Retaining the Charm of a Classic 1940s-era Kitchen

The standard casework style in 1940s and 50s era Eugene homes was the 3/8″ lip overlaying face frames, built in place by a finish carpenter, usually employing painted 3/4″ plywood for slab doors and drawer fronts.  Nothing fancy, a nice look, and easy enough to build with a table saw and router.

After six or so decades, however, the galley kitchen of some Friendly Neighborhood clients was needing an update to its look and function.  The drawers, assembled with nails and no glue, were falling apart.  The doors were sagging.  The (approximately) fourth coat of brushed-on paint was giving way.
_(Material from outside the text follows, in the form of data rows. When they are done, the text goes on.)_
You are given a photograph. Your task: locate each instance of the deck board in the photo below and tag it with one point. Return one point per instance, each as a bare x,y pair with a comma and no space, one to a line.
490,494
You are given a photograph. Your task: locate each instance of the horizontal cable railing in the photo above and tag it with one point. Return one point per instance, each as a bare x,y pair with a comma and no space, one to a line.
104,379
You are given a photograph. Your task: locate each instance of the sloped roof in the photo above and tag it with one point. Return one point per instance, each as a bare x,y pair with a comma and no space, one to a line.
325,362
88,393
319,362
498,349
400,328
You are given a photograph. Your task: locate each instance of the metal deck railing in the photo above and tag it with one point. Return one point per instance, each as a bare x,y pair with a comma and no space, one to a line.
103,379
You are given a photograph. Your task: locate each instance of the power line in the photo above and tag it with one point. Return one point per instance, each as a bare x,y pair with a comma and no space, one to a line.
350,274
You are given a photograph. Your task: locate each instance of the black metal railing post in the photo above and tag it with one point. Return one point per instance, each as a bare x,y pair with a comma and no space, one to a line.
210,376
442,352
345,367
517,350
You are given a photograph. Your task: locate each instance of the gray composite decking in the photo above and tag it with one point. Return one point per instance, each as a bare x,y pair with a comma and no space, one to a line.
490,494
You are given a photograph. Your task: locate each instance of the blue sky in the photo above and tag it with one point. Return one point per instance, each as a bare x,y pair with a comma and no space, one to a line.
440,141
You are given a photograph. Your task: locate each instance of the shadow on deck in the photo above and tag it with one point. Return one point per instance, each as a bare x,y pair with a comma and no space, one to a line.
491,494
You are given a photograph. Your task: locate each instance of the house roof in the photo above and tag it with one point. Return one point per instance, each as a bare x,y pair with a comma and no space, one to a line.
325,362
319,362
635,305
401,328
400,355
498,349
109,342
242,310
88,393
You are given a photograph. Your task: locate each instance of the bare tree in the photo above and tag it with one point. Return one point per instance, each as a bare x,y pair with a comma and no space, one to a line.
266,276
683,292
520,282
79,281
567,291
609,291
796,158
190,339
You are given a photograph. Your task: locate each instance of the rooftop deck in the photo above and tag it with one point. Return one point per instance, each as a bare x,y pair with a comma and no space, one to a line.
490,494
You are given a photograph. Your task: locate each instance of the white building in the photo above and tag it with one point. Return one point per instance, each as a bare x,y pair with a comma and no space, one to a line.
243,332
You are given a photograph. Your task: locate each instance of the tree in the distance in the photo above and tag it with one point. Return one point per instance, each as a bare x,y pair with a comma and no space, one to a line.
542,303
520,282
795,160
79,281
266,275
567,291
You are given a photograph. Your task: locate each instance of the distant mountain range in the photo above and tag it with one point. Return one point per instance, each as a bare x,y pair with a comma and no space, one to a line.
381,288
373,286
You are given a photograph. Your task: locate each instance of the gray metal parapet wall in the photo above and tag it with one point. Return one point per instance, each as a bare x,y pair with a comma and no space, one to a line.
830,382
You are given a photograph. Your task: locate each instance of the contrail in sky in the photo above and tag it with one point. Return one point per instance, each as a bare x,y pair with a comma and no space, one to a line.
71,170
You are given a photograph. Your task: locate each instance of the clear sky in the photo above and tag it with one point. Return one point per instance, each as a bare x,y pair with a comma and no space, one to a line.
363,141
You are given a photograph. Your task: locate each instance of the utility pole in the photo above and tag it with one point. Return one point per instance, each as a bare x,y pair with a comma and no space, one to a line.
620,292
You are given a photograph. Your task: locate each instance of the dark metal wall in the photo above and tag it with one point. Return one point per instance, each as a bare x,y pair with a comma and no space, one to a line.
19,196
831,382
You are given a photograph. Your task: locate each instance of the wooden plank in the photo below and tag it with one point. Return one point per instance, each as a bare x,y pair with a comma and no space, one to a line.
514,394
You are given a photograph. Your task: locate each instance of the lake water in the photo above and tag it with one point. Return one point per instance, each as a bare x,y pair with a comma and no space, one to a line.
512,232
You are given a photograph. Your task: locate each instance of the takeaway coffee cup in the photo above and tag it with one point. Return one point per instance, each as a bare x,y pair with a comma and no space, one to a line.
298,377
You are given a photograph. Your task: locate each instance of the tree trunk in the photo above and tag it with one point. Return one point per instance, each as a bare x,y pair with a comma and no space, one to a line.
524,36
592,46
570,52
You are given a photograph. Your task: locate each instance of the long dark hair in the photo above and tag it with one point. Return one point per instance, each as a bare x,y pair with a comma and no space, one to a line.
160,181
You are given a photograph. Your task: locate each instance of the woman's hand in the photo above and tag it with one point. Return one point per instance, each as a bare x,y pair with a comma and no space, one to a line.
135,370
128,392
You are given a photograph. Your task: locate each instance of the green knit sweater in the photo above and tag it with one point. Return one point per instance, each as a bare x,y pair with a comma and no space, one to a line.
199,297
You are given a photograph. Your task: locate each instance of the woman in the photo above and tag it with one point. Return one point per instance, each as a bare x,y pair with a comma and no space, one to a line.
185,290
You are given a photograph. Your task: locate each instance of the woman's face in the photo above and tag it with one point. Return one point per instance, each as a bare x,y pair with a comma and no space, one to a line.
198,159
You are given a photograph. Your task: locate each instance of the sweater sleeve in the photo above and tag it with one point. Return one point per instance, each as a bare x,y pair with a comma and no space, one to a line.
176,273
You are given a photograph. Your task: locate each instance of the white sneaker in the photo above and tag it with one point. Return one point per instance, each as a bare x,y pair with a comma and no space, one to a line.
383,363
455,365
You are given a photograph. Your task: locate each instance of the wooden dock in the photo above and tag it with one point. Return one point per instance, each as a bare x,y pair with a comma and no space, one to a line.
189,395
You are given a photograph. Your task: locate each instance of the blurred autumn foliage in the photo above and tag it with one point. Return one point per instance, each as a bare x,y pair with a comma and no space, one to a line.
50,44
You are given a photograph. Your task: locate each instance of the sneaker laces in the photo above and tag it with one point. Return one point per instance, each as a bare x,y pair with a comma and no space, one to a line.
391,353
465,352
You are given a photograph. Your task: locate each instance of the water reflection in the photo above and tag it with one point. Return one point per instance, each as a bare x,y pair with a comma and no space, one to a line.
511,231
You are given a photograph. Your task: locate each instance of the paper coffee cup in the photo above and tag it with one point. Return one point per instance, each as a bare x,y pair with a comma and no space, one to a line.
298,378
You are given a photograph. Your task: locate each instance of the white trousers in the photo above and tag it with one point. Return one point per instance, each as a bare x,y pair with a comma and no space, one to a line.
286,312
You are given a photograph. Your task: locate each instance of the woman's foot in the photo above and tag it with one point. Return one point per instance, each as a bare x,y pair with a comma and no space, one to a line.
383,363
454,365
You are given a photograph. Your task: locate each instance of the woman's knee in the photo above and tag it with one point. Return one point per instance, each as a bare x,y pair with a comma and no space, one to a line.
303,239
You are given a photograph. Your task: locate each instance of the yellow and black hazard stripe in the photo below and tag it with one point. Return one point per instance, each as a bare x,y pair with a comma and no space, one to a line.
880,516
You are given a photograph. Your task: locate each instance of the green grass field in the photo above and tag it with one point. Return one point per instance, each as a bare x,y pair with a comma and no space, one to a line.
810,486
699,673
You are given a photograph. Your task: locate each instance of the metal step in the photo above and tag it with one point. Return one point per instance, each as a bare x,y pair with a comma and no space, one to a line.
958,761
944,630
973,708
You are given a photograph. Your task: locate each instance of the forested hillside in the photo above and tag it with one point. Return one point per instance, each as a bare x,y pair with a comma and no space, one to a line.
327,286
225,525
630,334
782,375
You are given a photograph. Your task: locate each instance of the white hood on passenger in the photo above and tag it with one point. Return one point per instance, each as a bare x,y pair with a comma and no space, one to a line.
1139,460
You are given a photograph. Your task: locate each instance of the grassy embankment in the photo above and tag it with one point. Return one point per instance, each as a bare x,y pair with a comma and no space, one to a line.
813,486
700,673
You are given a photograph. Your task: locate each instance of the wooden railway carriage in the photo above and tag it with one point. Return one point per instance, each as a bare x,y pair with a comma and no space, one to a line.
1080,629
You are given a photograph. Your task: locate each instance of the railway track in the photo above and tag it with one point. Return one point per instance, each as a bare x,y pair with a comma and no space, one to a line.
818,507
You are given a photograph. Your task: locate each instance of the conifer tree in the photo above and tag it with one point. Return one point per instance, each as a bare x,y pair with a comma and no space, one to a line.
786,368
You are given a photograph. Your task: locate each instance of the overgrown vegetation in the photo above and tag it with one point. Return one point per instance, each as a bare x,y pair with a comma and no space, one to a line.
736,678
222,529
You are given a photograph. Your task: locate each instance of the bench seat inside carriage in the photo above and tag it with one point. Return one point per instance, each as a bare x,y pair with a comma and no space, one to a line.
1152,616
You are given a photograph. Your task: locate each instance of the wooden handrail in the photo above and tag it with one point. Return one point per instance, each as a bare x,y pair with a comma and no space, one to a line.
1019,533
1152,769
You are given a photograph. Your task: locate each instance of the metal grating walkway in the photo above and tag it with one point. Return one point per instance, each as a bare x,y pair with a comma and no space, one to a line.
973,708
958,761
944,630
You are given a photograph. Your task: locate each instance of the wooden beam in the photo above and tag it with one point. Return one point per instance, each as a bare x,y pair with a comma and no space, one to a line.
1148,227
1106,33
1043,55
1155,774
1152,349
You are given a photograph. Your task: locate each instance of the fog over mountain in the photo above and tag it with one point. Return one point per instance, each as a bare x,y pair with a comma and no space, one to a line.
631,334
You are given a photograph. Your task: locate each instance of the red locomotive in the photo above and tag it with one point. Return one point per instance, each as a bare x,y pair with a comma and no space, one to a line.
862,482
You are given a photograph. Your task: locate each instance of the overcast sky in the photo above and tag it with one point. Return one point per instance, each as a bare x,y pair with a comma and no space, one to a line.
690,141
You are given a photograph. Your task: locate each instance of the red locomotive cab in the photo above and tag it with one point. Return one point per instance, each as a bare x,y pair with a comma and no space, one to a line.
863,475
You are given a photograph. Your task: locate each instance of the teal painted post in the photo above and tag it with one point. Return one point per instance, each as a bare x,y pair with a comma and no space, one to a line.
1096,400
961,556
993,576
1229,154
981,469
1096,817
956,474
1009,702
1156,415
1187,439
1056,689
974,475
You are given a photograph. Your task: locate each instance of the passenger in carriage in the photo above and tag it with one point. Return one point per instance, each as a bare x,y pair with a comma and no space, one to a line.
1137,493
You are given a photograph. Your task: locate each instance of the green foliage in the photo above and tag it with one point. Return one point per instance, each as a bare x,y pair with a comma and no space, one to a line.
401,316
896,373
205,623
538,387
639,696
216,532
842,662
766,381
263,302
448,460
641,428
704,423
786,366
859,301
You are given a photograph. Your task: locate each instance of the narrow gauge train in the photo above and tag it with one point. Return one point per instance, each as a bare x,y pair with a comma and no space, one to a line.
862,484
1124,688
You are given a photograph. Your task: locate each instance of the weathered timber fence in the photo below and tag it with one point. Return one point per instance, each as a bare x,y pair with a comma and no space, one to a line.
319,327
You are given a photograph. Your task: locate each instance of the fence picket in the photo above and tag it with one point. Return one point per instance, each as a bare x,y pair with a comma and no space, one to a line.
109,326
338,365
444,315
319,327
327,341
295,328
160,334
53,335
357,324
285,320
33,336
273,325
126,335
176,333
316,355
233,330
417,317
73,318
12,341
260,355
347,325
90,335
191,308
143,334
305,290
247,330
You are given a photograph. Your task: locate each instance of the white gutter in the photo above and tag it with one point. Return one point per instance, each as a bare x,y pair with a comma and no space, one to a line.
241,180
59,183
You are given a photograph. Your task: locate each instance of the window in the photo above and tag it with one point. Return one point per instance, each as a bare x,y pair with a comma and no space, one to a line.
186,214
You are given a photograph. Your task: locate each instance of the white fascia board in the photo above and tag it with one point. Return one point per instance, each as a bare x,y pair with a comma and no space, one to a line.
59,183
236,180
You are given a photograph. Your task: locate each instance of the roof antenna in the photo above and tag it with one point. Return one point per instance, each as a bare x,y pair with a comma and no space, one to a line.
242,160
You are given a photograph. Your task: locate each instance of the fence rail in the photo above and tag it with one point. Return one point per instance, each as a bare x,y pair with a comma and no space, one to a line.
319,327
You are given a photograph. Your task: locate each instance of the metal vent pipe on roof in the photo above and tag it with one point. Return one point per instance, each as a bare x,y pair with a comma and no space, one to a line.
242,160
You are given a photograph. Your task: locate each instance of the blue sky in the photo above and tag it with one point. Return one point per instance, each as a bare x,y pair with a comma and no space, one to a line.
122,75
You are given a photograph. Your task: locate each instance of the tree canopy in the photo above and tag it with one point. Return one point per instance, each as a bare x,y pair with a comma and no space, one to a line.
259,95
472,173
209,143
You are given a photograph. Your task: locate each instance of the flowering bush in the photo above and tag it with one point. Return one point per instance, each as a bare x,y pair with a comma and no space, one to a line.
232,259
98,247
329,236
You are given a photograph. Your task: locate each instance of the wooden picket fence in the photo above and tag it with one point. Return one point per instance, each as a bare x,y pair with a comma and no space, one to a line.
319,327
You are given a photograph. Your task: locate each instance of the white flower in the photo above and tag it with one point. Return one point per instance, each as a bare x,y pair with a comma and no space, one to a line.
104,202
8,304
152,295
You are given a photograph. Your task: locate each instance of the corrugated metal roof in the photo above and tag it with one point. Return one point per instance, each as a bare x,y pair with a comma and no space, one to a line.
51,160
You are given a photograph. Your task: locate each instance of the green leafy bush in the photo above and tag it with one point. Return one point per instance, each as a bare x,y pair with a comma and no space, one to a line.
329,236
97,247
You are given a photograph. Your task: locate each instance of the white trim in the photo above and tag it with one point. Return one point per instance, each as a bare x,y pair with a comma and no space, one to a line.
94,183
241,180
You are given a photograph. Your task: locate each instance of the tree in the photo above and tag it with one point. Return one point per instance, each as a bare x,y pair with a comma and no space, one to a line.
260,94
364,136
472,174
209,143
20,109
Refaced 3/8" lip overlay kitchen cabinet

So we replaced the doors, drawers, and hardware, swapping the slab-style doors with a nicer frame and panel detail and adding hidden euro hinges and undermount soft-close drawer guides.  Sagebrush Painting brushed the face frames and sprayed the fronts for a clean, consistent, updated look.  Beyond that, we replaced a missing upper door and added a full cabinet above the fridge.  With new fronts and hardware, it’s got all the functionality of a modern kitchen yet retains it’s original charm, all at a fraction of the cost of a full kitchen remodel.

/8" lip overlay kitchen cabinet

/8" lip overlay kitchen cabinet

 

Before, after 65-odd years of loving use:

Late 1940s 3/8" lip overlay kitchen

 

On a technical note, the Salice B series hinge is the only euro option I could find to achieve the 3/8″ overlay style.  Even with these, there’s no face frame mount option (unless you spend a bundle at Rockler), which, on old cabinets like these, requires flushing out the insides of the cabinets with the insides of the face frame.  Another note: for this application, boring cup inset is 14mm, a fact Salice keeps like a secret.  And bear in mind that, with this inset, you need at least 2 1/2″ wide stiles for frame and panel fronts.